6. Push and Create Pull Request:
# Push your branch
git push origin feature/your-feature-name
# Create pull request on GitHub
Pull Request Guidelines¶
PR Title Format:
type(scope): description
Types: feat, fix, docs, style, refactor, test, chore
PR Description Template:
## Description
Brief description of the changes
## Type of Change
- [ ] Bug fix
- [ ] New feature
- [ ] Breaking change
- [ ] Documentation update
## Testing
- [ ] Unit tests added/updated
- [ ] Integration tests added/updated
- [ ] Manual testing performed
## Checklist
- [ ] Code follows style guidelines
- [ ] Documentation updated
- [ ] Tests pass
- [ ] No breaking changes
Code Review Process¶
Review Checklist:
[ ] Code follows established patterns
[ ] Appropriate error handling
[ ] Thread safety considerations
[ ] Performance implications
[ ] Documentation updated
[ ] Tests included
[ ] No security vulnerabilities
Review Comments:
Be constructive and specific
Suggest improvements, don’t just point out problems
Reference coding standards when applicable
Acknowledge good practices
Testing Guidelines¶
Unit Testing¶
Test Structure:
#include <gtest/gtest.h>
#include "core/command_system.h"
class CommandParserTest : public ::testing::Test {
protected:
void SetUp() override {
// Setup code
}
void TearDown() override {
// Cleanup code
}
};
TEST_F(CommandParserTest, ParseExtractCommand) {
// Test extract command parsing
char* argv[] = {"gaussian_extractor.x", "extract", "-t", "300"};
CommandContext context = CommandParser::parse(4, argv);
EXPECT_EQ(context.command, CommandType::EXTRACT);
EXPECT_EQ(context.temp, 300.0);
}
Running Tests:
# Run all tests
make test
# Run specific test
./test_runner --gtest_filter=CommandParserTest.ParseExtractCommand
# Run with coverage
make coverage
Integration Testing¶
End-to-End Tests:
# Test complete workflows
./test_integration.sh
# Test with sample data
./gaussian_extractor.x -f test_data/ --output test_results/
Performance Testing¶
Benchmarking:
# Run performance benchmarks
make benchmark
# Profile application
valgrind --tool=callgrind ./gaussian_extractor.x [args]
# Memory profiling
valgrind --tool=massif ./gaussian_extractor.x [args]
Continuous Integration¶
CI/CD Pipeline¶
Automated Testing:
Build: Compile on multiple platforms (Linux, Windows)
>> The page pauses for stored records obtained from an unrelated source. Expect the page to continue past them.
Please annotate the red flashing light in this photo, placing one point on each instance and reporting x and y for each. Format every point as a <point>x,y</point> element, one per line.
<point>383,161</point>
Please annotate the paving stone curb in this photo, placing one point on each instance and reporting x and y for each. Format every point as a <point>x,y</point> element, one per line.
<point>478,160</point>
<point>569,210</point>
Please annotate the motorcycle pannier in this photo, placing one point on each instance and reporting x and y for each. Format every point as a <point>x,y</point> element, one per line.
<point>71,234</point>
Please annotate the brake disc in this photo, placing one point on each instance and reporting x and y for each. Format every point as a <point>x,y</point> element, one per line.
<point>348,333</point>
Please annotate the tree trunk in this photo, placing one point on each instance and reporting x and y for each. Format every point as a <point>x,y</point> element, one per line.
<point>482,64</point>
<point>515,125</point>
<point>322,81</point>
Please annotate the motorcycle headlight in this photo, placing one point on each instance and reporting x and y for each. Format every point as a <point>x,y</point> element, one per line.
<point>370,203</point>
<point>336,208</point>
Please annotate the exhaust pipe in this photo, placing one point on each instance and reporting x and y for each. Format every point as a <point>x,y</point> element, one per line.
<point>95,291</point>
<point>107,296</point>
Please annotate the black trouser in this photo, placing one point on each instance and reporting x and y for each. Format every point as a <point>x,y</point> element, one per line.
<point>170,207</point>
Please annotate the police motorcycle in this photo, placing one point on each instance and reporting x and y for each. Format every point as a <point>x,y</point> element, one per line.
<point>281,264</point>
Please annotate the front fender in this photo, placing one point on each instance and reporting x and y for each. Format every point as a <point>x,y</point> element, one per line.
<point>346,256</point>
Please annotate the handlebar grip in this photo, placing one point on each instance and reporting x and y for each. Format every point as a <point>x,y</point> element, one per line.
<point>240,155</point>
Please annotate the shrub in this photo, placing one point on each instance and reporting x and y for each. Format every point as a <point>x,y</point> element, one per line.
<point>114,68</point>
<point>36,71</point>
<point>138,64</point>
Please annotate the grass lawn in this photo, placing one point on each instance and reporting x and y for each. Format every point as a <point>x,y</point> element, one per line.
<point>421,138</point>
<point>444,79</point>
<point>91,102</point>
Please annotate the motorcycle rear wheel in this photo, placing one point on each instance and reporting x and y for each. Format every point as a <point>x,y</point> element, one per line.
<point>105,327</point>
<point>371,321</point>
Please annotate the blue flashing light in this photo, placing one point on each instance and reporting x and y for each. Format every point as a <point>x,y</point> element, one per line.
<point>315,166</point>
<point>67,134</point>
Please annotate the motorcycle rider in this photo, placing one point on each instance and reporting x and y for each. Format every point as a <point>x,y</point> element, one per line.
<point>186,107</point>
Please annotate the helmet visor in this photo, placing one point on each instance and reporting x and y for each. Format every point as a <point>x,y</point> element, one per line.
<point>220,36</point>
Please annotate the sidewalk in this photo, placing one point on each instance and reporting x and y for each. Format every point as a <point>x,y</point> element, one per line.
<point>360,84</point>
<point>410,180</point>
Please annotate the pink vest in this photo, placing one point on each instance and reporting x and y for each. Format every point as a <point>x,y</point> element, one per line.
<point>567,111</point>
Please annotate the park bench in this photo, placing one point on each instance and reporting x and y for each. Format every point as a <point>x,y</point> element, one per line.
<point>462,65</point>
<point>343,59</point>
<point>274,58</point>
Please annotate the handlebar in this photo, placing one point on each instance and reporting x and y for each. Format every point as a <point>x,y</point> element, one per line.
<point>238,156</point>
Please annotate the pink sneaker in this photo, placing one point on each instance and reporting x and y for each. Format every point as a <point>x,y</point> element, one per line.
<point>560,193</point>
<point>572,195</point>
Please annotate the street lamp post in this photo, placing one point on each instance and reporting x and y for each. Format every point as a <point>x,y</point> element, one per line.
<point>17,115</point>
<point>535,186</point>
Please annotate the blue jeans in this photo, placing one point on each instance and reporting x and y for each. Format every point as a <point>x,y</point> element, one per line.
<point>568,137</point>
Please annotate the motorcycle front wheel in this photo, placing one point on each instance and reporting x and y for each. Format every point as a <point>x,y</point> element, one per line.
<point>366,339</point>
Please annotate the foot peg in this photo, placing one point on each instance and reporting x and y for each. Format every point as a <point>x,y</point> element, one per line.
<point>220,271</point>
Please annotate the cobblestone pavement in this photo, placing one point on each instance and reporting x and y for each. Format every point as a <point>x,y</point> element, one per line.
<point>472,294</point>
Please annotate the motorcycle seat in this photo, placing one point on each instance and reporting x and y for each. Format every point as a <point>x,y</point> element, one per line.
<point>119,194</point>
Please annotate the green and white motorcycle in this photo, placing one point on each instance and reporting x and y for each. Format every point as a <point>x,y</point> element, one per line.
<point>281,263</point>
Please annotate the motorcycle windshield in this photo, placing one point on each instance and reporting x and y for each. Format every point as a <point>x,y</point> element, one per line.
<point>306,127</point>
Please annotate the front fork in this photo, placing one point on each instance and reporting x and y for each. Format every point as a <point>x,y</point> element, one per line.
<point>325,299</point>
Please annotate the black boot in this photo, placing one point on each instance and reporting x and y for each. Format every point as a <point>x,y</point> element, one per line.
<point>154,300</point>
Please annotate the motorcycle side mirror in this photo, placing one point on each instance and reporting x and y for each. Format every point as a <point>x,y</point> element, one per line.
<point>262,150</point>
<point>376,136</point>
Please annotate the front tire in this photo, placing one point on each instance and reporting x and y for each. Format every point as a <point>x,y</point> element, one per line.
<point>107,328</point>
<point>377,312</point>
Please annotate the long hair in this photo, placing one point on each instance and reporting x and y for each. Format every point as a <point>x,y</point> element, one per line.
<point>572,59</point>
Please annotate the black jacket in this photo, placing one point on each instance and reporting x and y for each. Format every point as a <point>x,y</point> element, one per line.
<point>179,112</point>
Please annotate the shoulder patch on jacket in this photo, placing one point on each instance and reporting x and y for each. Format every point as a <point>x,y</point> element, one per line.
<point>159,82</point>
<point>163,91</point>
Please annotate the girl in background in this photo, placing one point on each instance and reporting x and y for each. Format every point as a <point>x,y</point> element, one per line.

Test: Run unit and integration tests
Lint: Code quality checks
Docs: Build documentation
Release: Automated releases
GitHub Actions Workflow:
name: CI
on: [push, pull_request]
jobs:
build:
runs-on: ubuntu-latest
steps:
- uses: actions/checkout@v2
- name: Build
run: make -j 4
- name: Test
run: make test
- name: Lint
run: make lint
Release Process¶
Version Numbering¶
Semantic Versioning:
MAJOR.MINOR.PATCH
- MAJOR: Breaking changes
- MINOR: New features (backward compatible)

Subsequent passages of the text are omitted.